Bernadinelli acknowledges that Digibee competes with a range of legacy integration vendors including MuleSoft, Boomi, Software AG and TIBCO in addition incumbents like Oracle, SAP, Microsoft and IBM. But he stressed what he sees as Digibee’s biggest differentiator, which is a consumption-based pricing model that doesn’t require customers to pay for the maximum potential usage.

“Although we sometimes run into Workato, Tray.io, Celigo and other companies focused on non-mission critical use cases in shadow IT, these are not our primary competitors,” Bernadinelli added.

Digibee also has the good fortune of occupying an industry in high demand. According to a survey by IDG and TeamDynamix, platforms like Digibee — known as iPaaS, or integration platforms as a service — are becoming the solution of choice for enterprises adopting new digital technologies. The survey found that 27% of companies had already invested in iPaaS as of November 2021, and that 66% had plans to do so in the next 12 to 24 months.

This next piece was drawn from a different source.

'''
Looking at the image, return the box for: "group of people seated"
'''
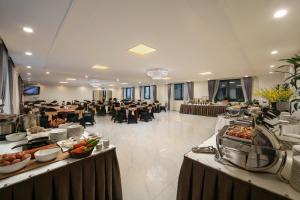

“The major challenge for the iPaaS industry is clearly delineating use cases for enterprise-class platforms like Digibee’s from point-to-point capabilities from many of the upstarts that have seen huge growth in the past couple of years,” Bernadinelli said. The former are strategic and core to enterprise requirements, including notable digital transformation initiatives, while the latter are tactical and tend to have very discrete, minor impact. In digital transformation initiatives, the value is at the point of integration.”

Digibee, which has roughly 280 employees and 250-plus customers, plans to expand its workforce to over 300 people by the end of the year.